Americans live in their homes for much longer than before, creating a log of housing stock outside the market that helps explain why home sales have sputtered.
Homeowners nationwide remain in their homes typically 13 years, five years longer than they did in 2010, according to a new analysis by real estate agency Redfin. When owners do not shop with a larger home for a growing family or reduce their size as children leave, it picks up the market for buyers who come after them.
"If people do not move on, there are only fewer and fewer homes available to new home buyers," he said
Redfin's chief economist.
Several homeowners who have been exposed have contributed to the housing stock falling to the lowest level in decades, which has also contributed to pushing up prices on sales houses. Adjusted for the population, the stock of homes for sale is now near the lowest level of 37 years of record keeping, according to housing data company CoreLogic Inc.
Fewer homes for sale are a major reason why even ultralow mortgage loans, record levels of equity and a strong labor market has not started the weak housing market.
Economists say aging baby boomers are the biggest culprit because many stay healthier later in life and choose not to reduce their size. Some look around for the lack of smaller, less expensive homes and are loathe to go to war with the children's generation to get one.
States, such as California and Texas, have also implemented tax policies that make it easier for older residents to stay in place.
Barbara O. & # 39; Mara, a 67-year-old retired accountant, and her husband have lived in their home in Danville, California, about a half-hour drive east of Oakland, for 32 years.
The couple bought the house for $ 440,000 in 1
The couple was without power for four days as the local utility seeks to prevent the spread of wildfires, but O & # 39; Mara said they still have no plans to leave. “We would love a change. We would like to move to the sea, "she said.
There are few young people moving into the neighborhood, she added," because none of the old people are moving out. "
In the San Francisco metropolitan area, a typical homeowner stays 14 years, up from less than 10 years in 2010. Inventory over the same period has plunged over 46%.
Meanwhile, the Seattle subway has seen a huge influx of new jobs, and housing supply has not kept pace – homeowners living there for more than three years longer than they did in 2010. The inventory of homes for sale Seattle has fallen more than 50% in the last nine years, while home prices have risen more than 80%, according to Redfin.
Kristen Schriver and her husband found that their family of four had outgrown their 1,000-square-foot Seattle home, which she bought for $ 140,000 a couple of decades ago.
But Ms. Schriver, a 53-year-old recruiter, soon realized that prices had risen so much that homes did not bigger than theirs sold for $ 600,000. They couldn't afford to upgrade, so instead they demolished their home and built a new 2,000 square foot house.
"You always think this is my little little home," she said. "Then the market begins to change, surpassing what revenue does."
But this is not just a problem in expensive coastal markets. Homeowners live longer in each of the 55 metros that Redfin studied. Cities where it was once relatively easy to buy a house, see that owners lived much longer, and created a serious inventory.
The number of homes for sale noted last year and early this year, but in recent months it has fallen close to record lows in 2018.
The fall in inventory levels quickly dampened hopes that the housing market would decline in second half of the year. The pace of existing home sales fell by 2.2% in September, the National Association of Realtors reported last Tuesday.
The lack of mobility among homeowners is not the only reason the supply is small. Since the recession, housing construction has not kept up with demand due to labor and land shortages. The share of US-bought investors rose to an all-time high of 11% in 2018, according to CoreLogic. Some of these investors quickly tilt the purchases, but others make them single-family homes and hold them for years.

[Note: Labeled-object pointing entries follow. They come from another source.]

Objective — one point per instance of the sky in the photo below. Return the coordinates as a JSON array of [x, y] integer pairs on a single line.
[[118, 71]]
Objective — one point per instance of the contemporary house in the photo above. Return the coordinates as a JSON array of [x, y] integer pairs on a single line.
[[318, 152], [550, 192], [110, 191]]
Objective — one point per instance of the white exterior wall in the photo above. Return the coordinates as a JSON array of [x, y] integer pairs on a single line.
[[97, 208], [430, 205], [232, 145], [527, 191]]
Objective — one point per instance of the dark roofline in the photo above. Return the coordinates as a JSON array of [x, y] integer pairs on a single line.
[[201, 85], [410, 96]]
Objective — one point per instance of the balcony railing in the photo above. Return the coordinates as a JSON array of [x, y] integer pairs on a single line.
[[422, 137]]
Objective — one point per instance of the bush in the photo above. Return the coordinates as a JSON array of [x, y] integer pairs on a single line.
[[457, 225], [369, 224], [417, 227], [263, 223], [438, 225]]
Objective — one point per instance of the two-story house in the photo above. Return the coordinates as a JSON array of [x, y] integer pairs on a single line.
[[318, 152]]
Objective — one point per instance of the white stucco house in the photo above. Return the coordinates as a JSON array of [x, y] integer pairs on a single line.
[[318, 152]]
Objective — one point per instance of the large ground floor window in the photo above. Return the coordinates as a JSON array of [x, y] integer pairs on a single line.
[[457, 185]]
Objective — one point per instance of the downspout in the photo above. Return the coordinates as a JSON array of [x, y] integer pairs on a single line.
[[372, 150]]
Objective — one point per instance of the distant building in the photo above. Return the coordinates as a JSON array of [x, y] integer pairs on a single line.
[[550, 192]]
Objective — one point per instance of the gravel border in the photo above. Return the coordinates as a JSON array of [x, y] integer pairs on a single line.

In Houston, homeowners live for more than 23 years, up from less than 15 years in 2010. Inventories in the same period have fallen 7%. One reason, say real estate agents and economists, is that the hot local weather means that few people leave the area when they retire.
The lack of homes is particularly acute in the Salt Lake City metropolitan area, where there are nearly 60% fewer homes for sale than they were nine years ago, according to Redfin.
Real estate agents say that house prices in the area have risen so much that it is difficult for many residents to afford to move.
Around Salt Lake City, owners now remain in the home for more than 23 years, or nearly nine years longer than they did in 2010, according to Redfin. The lack of homes has helped bring the median home price up nearly 75% over the same period to around $ 340,000.
"It's really a traffic jam," said Daniel Lopez, a Redfin agent in Salt Lake City.
Anjee Barber left San Diego to move to Salt Lake City, she and her partner thought it would not be difficult to find a house.
The couple spent a year looking before they finally found a five-bedroom, three-bathroom home with a small garden. When the sellers cut the price from $ 575,000 to $ 549,000, the couple made an offer and closed last week.
"This is no easier than it would have been in California," she said.
Scott Robbins, president of the Salt Lake Board of Realtors, said he is working with a couple looking for a house near downtown.
"On Saturday, a new list pops up and there are 14 views the first day because everyone just waits and waits and wait and boom," he said.